Kompressionskleidung – sinnvoll oder nicht?

Effizientere Muskelkraft, verkürzte Regenerationszeit: Viele Athlet:innen schwören beim Sport auf das Tragen von Kompressionskleidung. Doch was ist wirklich dran an den damit assoziierten Effekten? Haben Shirts, Wadenstrümpfe & Co. tatsächlich eine positive Wirkung auf den Körper? Forscher:innen sind dieser Frage im Rahmen einer Metaanalyse auf den Grund gegangen.

Kompressionskleidung soll beim Sport einen positiven Effekt auf den Körper haben.
Wirkt sich das Tragen von Kompressionskleidung beim Sport tatsächlich positiv auf den Körper aus? Forscher:innen sind der These nachgegangen. © iStock

Es klingt verlockend. Kompressionskleidung soll Trainingseffekte fördern und den Körper beim Sport optimal unterstützen. Konkret sind folgende Wirkmechanismen überliefert:

Längere Leistungsfähigkeit

Durch die besondere Beschaffenheit von Kompressionskleidung wird, so die Annahme, die Durchblutung gefördert, und der Druck auf das Gewebe der umschlossenen Extremitäten steigt. Letzteres soll die Entwicklung von Ödemen mindern, die durch Mikroschädigungen der Muskulatur entstehen. Die Folge: Die Muskulatur bleibt länger leistungsfähig, Muskelkater wird reduziert. 

Reduzierte Muskelerschütterungen

Eine weitere Annahme: Kompressionskleidung steigert die Erregbarkeit des Rückenmarks und reduziert Muskelerschütterungen, welche die Muskeln normalerweise kompensieren müssen. Auf diese Weise würde die Muskulatur ebenfalls optimal unterstützt und leistungsfähig gehalten. 

Bessere neuromuskuläre Erregbarkeit

Darüber hinaus, so die Theorie, sorgt der durch die Kompressionskleidung ausgelöste Hautreiz dafür, dass die Verbindung von Nerven und Muskulatur gestärkt wird, was sich ebenfalls positiv auf das Leistungspotenzial auswirken würde. 

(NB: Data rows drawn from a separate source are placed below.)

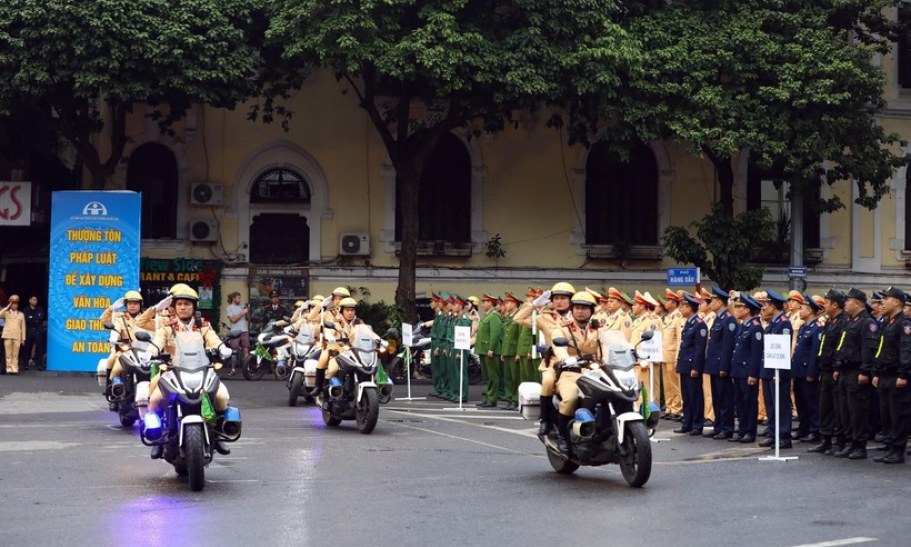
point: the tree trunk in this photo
(408, 180)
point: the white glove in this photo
(542, 300)
(163, 305)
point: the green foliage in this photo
(781, 79)
(91, 60)
(723, 246)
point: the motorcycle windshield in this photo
(365, 344)
(616, 350)
(190, 351)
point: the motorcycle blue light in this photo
(584, 415)
(152, 425)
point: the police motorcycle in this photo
(305, 353)
(128, 395)
(353, 394)
(606, 428)
(187, 429)
(272, 352)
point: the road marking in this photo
(838, 542)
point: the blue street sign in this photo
(680, 277)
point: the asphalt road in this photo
(427, 476)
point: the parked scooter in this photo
(187, 428)
(606, 428)
(353, 394)
(272, 352)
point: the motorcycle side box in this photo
(530, 400)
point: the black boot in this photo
(547, 406)
(824, 446)
(563, 430)
(320, 380)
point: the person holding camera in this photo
(238, 315)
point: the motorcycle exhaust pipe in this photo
(231, 424)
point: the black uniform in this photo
(829, 425)
(891, 362)
(853, 358)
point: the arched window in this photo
(152, 171)
(445, 195)
(280, 185)
(621, 197)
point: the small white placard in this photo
(652, 350)
(406, 334)
(462, 338)
(777, 351)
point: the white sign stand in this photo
(462, 343)
(407, 337)
(777, 355)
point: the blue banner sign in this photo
(94, 261)
(680, 277)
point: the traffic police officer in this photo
(829, 423)
(854, 371)
(720, 346)
(690, 363)
(805, 369)
(746, 359)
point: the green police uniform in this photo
(487, 341)
(510, 364)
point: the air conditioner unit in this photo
(204, 230)
(205, 193)
(354, 244)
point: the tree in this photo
(781, 79)
(87, 63)
(723, 246)
(423, 68)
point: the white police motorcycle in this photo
(606, 428)
(187, 429)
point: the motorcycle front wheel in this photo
(296, 382)
(636, 455)
(368, 411)
(560, 465)
(194, 448)
(252, 370)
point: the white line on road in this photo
(838, 542)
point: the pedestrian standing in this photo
(13, 333)
(35, 321)
(239, 317)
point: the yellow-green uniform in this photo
(509, 352)
(436, 353)
(528, 367)
(487, 342)
(458, 361)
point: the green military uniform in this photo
(436, 338)
(486, 341)
(508, 349)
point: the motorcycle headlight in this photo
(627, 378)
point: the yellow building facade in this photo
(525, 184)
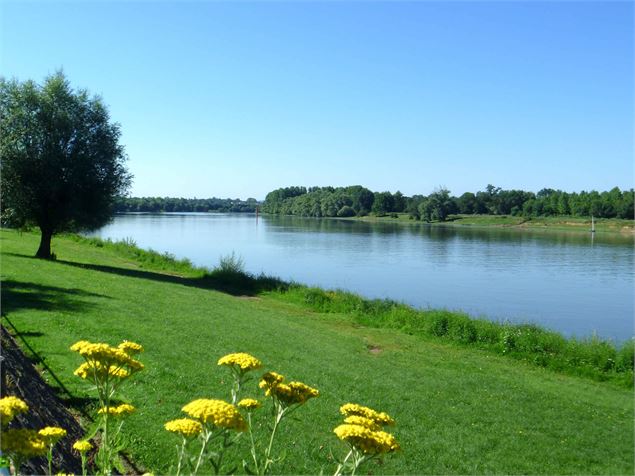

Alle drei Wirkmechanismen klingen vielversprechend. Doch halten sie in der Praxis, was sie theoretisch versprechen? Genau dies hat jüngst ein internationales Forscherteam im Rahmen einer Metaanalyse untersucht. Insgesamt 19 randomisierte kontrollierte Studien mit insgesamt 350 gesunden Personen flossen in die übergreifende Literaturanalyse ein. Die Proband:innen hatten zu unterschiedlichen Teilen verschiedene Trainings und Übungen absolviert und trugen währenddessen oder für eine festgelegte Zeit danach (12, 48 oder 72 Stunden) verschiedene Varianten von Kompressionskleidung. Gemessen wurden schließlich kraftbezogene Outcomes – darunter die maximale isometrische Kontraktion unter anderem von Ellenbogen- und Plantarbeuger sowie die Griffkraft. Das Ergebnis der Metaanalyse: Kompressionskleidung hat keinen begünstigenden Effekt auf die Leistung.

Die Kraft des Geistes

Eine bittere Nachricht für alle, die von den Wirkmechanismen der Kleidung überzeugt sind. Was man allerdings nicht außer Acht lassen darf: Der mentale Effekt, der von der Kleidung ausgehen dürfte, wurde im Rahmen der Analyse nicht untersucht. Und wir alle wissen: Die Kraft des Geistes kann – gerade auch im Sport – einen großen Unterschied machen, die Motivation von Sportler:innen maximal fördern und den Körper zu Höchstleistungen animieren, die aus wissenschaftlicher Sicht kaum zu erklären sind. 

Weitere Forschung nötig

Hinzu kommt: Die Metaanalyse hat nur einige von vielen möglichen Parametern fokussiert. Sicherlich sind weitere Studien erforderlich, um die Wirkungsweise von Kompressionskleidung noch genauer zu erforschen. So könnte man beispielsweise untersuchen, welchen Einfluss die Kleidung speziell auf die Entwicklung von Ödemen hat – etwa, indem man bei Proband:innen, die beim Sport Kompressionstrümpfe getragen haben, den Umfang der Waden nach der Aktivität misst und die Ergebnisse den Werten einer entsprechenden Vergleichsgruppe gegenüberstellt. Treten hier Unterschiede auf? Dies wäre durchaus spannend zu erfahren und relevant für die Frage, ob Kompressionskleidung eine Wirkung erzielt. Sie sehen: Das Kapitel ist noch nicht abgeschlossen, weitere Untersuchungen sind erforderlich. Dennoch liefert die Metaanalyse zweifelsohne wertvolle Hinweise auf die Effektivität von Kompressionskleidung.